Effects of Conditional Knockout of TSPO in Mouse Testis. A, Immunohistochemical (IHC) localization showing complete absence of TSPO in Leydig and Sertoli cells of TSPOc–/– testes. Hematoxylin and eosin (H&E) staining showing unaltered seminiferous tubule morphology and spermatogenesis in TSPOc–/– testes (n = 5). Scale bars, 50 μm. B, Plasma testosterone levels were not significantly different between TSPOfl/fl and TSPOc–/– mice (n = 19-22/group), before, or C, when sampled 1 h after hCG stimulation (n 7/group). D, a modest but significant increase in testis weights was observed in TSPOc–/– mice compared with TSPOfl/fl mice (P < 0.05; n = 18/group). E, seminal vesicle weights were not significantly different between TSPOfl/fl and TSPOc–/– mice (mean SEM; n = 18/group). Panels from Morohaku et al., 2014, Endocrinology, 155 (1): 89–97.

Fig. 5

A-B: Effect of TSPO Global Knockout on Adrenal Gland Morphology and Steroid Synthesis. A, Adrenal sections from Tspofl/fl and Tspo–/– mice showing TSPO localization in adrenocortical cells with a higher density in the zona glomerulosa; no staining was observed in Tspo–/– adrenal. No difference in adrenocortical morphology was apparent between the two genotypes. B, both basal and ACTH stimulated plasma corticosterone levels were similar in Tspofl/fl and Tspo–/– mice (n = 10–14/group). C-E: TSPO Knockdown in Steroidogenic Cells Does Not Affect Steroid Hormone Biosynthesis. C and D, TSPO knockdown resulted in substantial decreases in TSPO protein in MA-10 and Y1 cells compared to controls. E, no base-line TSPO was detected in H295R cells. Bt₂cAMP treatment resulted in similar increases in StAR protein expression and higher progesterone production in MA-10, Y1 and H295R cells. TSPO knockdown in MA-10 cells showed significantly higher progesterone production (p < 0.05) while progesterone production in TSPO knockdown Y1 cells was similar to the scrambled controls. H295R cells showed no TSPO expression but still produced progesterone upon Bt₂cAMP treatment. Panels from Tu et al., 2014, Journal of Biological Chemistry, 289 (40): 27444-54.

Fig 6

Timeline representing key studies focused on the mechanism of mitochondrial cholesterol import for steroidogenesis and their outcomes.

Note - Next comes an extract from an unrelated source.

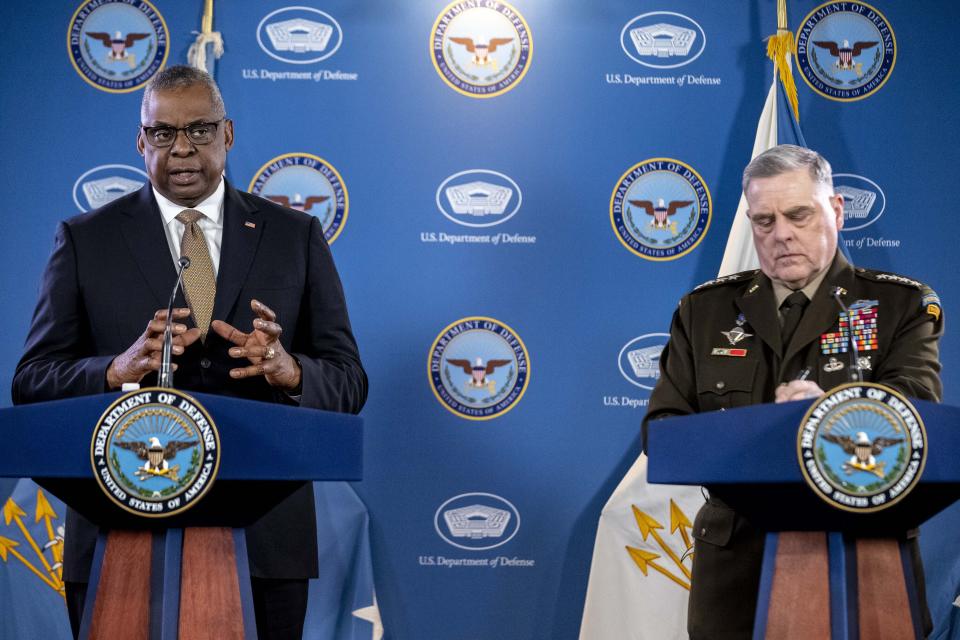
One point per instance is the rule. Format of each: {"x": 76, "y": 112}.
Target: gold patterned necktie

References in chronology: (Chanderbhan et al., 1982), (Krueger and Orme-Johnson, 1983), (Pedersen and Brownie, 1983), (Mukhin et al., 1989), (Krueger and Papadopoulos, 1990), (Li et al., 1989), (Papadopoulos et al., 1991a, b, c), (Clark et al., 1994), (Lin et al., 1995), (Caron et al., 1997), (Papadopoulos et al., 1997a, b), (Seedorf et al., 1998), (West et al., 2001), (Hauet et al., 2005), (Bogan et al., 2007), (Wisniewska et al., 2010), (Neess et al., 2011), (Morohaku et al., 2014), (Tu et al., 2014), (Banati et al., 2014), (Tu et al., 2015).